Token-Based Annotations and Alignments (<TAN-A-tok>)

TAN-A-tok files provide a microscopic view of how two sources relate to each other. The format is intended to allow you to specify exactly where, how, and why two transcriptions align, and to do so on the most granular level possible. TAN-A-tok files also allow you to express levels of confidence or alternative opinions.

Creators and editors of TAN-A-tok files should be able to read the languages of their sources and to explain as precisely as possible the relationship between the two sources. They should be prepared to think about and specify types of textual reuse. TAN-A-tok files tend to be more demanding to create and edit than TAN-A-div files are because they reflect work that is more detailed, and therefore more time-consuming, than simple en masse alignment of sources.

Because of the detailed nature of the inquiry, token alignment is restricted to two texts, referred to jointly as a bitext. Each half of the bitext must be a TAN-T(EI) file. It is assumed that those two sources share some special relationship, direct or indirect, and relate through one or more types of textual reuse: translation, paraphrase, commentary, and so forth. Some of these bitexts, such as literal translations, may line up quite nicely word for word. Others, such as paraphrases, may line up sporadically, vaguely, ambiguously, or, in places, not at all. So annotating a bitext is oftentimes not easy, and requires you to think hard about assumptions you have made in two key areas: the relationship that holds between two scripta and the types of reuse that was involved in turning one version into the other (or a common ancestor into both).

Relationship of sources' scripta. What is the the physical relationship or history that connects the two sources' scripta? Is one a direct descendant (copy) of the other? If not, what common ancestor do they share? Here you consider the material aspect of the bitext, because you are trying to answer how object A's text relates to object B's.

Types of reuse. What categories of text reuse do you consider operative? Such a declaration tells users of your data what paradigm you bring to your analysis. You may wish to keep your categories nondescript and somewhat vague, using loosely defined concepts such as translation, paraphrase, quotation, and so forth without much specificity. On the other hand, you may subscribe to a detailed view of text reuse. Perhaps you have adopted field-specific categories such as obligatory explicitation, optional explicitation, pragmatic explicitation, or translation-inherent explicitation. You may also wish to declare secondary types of reuse, such as scribal omission or dittography, to declare secondary types of reuse that may have intervened. You must declare at least one type of reuse. Or you may use those that are built into the TAN format. See the section called “TAN keywords for types of bitext reuse (<reuse-type>)”.

The root element of a token-based alignment file is <TAN-A-tok>.

The TAN-A-tok header builds upon the core and class 2 headers (see the section called “Metadata (<head>)” and the section called “Class 2 Metadata (<head>)”).

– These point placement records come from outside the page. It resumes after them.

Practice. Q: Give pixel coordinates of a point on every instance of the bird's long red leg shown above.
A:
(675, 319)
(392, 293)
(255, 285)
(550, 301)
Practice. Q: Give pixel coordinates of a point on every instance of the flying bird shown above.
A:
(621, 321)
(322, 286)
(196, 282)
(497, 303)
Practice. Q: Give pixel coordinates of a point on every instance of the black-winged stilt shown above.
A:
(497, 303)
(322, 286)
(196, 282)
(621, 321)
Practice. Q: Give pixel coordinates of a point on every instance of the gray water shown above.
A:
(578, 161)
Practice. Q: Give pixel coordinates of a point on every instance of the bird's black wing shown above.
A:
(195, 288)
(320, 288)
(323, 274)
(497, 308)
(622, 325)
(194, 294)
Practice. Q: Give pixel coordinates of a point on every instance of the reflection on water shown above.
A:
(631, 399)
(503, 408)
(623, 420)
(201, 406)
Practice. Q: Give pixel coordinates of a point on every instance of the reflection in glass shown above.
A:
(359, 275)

TAN-A-tok files take exactly two <source>s. The sequence is arbitrary. Each <source> must take an @xml:id.

<definitions> takes, in addition to all the elements allowed in class 2 files (see the section called “Class 2 Metadata (<head>)”), two elements unique to TAN-A-tok: <bitext-relation> and <reuse-type>. The former describes the genealogical relationship between each source's scripta. The second attends to the qualitative aspect of the bitext relationship.

The <body> of a TAN-A-tok file takes, in addition to the customary optional attributes (see @in-progress and the section called “Edit Stamp”), required @bitext-relation and @reuse-type, which take one or more id references from <bitext-relation> and <reuse-type>, indicating the default values that govern the alignment.

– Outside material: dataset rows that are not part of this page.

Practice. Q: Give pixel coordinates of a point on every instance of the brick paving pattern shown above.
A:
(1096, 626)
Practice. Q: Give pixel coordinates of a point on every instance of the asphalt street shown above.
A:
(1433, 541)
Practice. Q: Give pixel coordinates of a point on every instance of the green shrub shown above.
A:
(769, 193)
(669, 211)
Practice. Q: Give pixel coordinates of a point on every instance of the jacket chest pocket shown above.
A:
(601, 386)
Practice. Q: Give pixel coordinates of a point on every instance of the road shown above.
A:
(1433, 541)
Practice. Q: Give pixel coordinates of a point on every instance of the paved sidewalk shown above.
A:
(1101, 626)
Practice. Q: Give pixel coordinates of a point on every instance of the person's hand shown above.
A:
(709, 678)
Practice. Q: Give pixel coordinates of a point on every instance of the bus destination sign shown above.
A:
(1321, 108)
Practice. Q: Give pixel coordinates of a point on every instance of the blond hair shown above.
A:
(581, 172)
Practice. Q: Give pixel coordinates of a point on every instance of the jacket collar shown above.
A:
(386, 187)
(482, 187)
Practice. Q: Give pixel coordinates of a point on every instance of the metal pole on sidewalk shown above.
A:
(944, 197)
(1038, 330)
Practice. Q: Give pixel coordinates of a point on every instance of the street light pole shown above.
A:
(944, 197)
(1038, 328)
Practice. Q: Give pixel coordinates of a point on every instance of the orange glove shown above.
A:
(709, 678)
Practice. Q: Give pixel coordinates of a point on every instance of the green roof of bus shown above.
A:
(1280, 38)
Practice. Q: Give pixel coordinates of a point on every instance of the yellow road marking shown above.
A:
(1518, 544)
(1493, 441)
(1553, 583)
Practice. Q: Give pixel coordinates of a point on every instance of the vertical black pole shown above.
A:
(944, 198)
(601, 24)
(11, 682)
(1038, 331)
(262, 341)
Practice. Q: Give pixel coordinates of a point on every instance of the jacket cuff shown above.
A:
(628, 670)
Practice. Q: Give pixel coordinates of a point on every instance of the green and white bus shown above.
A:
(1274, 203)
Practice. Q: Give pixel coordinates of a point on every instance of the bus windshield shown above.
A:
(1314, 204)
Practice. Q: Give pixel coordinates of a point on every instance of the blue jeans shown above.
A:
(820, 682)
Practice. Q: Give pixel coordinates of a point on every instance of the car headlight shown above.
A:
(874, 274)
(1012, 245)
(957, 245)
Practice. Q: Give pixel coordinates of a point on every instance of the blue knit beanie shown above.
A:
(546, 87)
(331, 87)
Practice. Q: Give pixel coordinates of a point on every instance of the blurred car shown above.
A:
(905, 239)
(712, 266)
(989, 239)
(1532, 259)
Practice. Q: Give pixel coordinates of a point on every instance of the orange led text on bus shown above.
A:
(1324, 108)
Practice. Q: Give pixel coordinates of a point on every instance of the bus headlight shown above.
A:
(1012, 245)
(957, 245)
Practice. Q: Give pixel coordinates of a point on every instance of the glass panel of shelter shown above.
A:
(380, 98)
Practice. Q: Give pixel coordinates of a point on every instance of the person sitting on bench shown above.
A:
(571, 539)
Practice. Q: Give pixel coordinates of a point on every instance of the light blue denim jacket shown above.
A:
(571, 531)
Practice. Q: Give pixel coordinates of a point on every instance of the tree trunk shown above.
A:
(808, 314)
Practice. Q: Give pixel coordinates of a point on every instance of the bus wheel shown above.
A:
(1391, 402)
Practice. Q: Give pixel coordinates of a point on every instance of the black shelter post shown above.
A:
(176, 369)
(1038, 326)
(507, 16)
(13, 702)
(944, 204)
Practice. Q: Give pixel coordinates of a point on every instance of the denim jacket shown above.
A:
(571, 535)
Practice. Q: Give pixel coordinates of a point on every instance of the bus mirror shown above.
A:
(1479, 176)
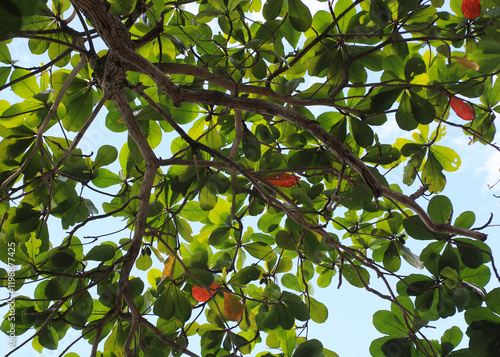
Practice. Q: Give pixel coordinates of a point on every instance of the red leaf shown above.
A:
(233, 309)
(282, 180)
(471, 9)
(462, 109)
(201, 294)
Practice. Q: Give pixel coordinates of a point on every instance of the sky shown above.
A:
(349, 330)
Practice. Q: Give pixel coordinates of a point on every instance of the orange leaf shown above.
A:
(233, 309)
(471, 9)
(201, 294)
(462, 109)
(169, 267)
(282, 180)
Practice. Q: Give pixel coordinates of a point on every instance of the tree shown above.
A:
(262, 196)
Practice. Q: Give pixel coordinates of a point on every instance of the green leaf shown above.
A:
(404, 114)
(106, 178)
(106, 155)
(465, 220)
(272, 9)
(388, 323)
(413, 67)
(299, 15)
(432, 174)
(450, 339)
(416, 228)
(26, 88)
(208, 198)
(114, 342)
(384, 99)
(219, 236)
(102, 252)
(363, 133)
(49, 338)
(381, 154)
(245, 275)
(394, 64)
(290, 281)
(288, 341)
(351, 275)
(493, 300)
(259, 250)
(121, 7)
(380, 13)
(440, 209)
(392, 261)
(317, 310)
(79, 110)
(423, 111)
(211, 339)
(447, 157)
(310, 348)
(296, 305)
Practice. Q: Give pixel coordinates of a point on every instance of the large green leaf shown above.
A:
(300, 16)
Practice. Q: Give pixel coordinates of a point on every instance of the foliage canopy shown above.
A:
(260, 198)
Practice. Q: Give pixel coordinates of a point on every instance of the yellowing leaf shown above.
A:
(201, 294)
(169, 267)
(467, 63)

<body> has only one type of child: one or more <align>s, each of which collects sets of <tok>s from one or both sources, known collectively as a token cluster. Clusters may overlap, to handle translations in which words fall in one-to-one, one-to-many, many-to-one, and many-to-many relationships. The independence of token clusters allows you to register differences of opinion about the same set of tokens. An <align> may take an @xml:id, to facilitate external discussions about an assertion.

Nothing should be inferred from silence in a TAN-A-tok file. Unmentioned tokens in either source do not represent gaps in a translation. All that can be inferred is that the creators and editors of the TAN-A-tok file have said nothing about the tokens.

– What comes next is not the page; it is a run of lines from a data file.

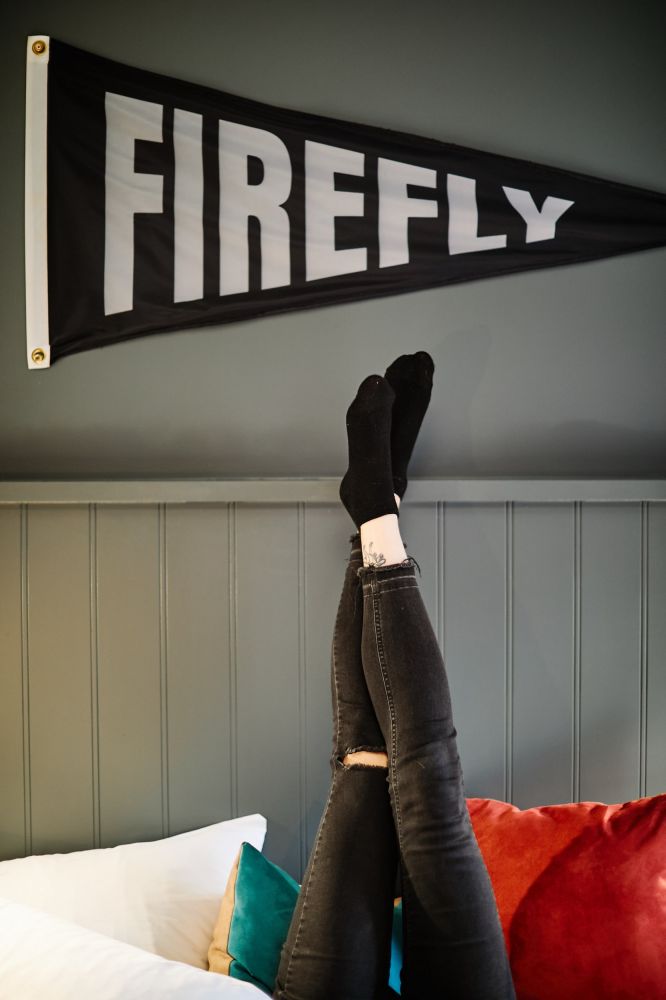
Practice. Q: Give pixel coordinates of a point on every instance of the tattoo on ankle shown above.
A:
(373, 558)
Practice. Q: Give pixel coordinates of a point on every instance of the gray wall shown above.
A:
(166, 665)
(558, 372)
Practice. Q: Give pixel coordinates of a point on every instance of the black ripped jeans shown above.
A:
(390, 693)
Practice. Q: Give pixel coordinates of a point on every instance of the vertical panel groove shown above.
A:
(439, 571)
(302, 688)
(164, 693)
(25, 684)
(508, 652)
(643, 652)
(94, 672)
(576, 673)
(233, 658)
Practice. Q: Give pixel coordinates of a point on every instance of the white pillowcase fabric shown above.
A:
(43, 957)
(162, 896)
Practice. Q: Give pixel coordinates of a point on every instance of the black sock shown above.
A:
(366, 489)
(411, 378)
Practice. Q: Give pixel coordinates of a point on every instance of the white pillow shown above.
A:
(162, 896)
(47, 958)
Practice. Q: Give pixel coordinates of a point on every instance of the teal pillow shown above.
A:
(254, 921)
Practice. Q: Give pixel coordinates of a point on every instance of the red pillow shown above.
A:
(581, 891)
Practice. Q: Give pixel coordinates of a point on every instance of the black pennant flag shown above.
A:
(153, 204)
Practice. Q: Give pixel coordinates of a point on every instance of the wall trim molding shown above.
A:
(325, 491)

If you wish to declare that one or more words in one source were left out of a translation or inserted into one—that is, words in one source have no match in the other—you must do so through a half-null alignment, i.e., a token cluster that has tokens from only one source. A half-null alignment implies insertions or omissions.

A fully aligned bitext may result in a TAN-A-tok file with a very long <body> (in contrast to the typical TAN-A-div file). That does not mean, however, that everything in a source must be encoded or described. In writing and editing a TAN-A-tok file you do not commit you to saying everything possible about the bitext. You might choose to encode only a few token clusters.

If there are multiple IDs in @reuse-type or @bitext-relation, the intersection, not the union, of those values is to be understood. For example, reuse-type="trans para" would indicate that the token cluster results from a combination of translation and paraphrase. If you wish to claim that the token cluster might be a translation or it might be a paraphrase, then you should create two separate <align>s, and add @cert.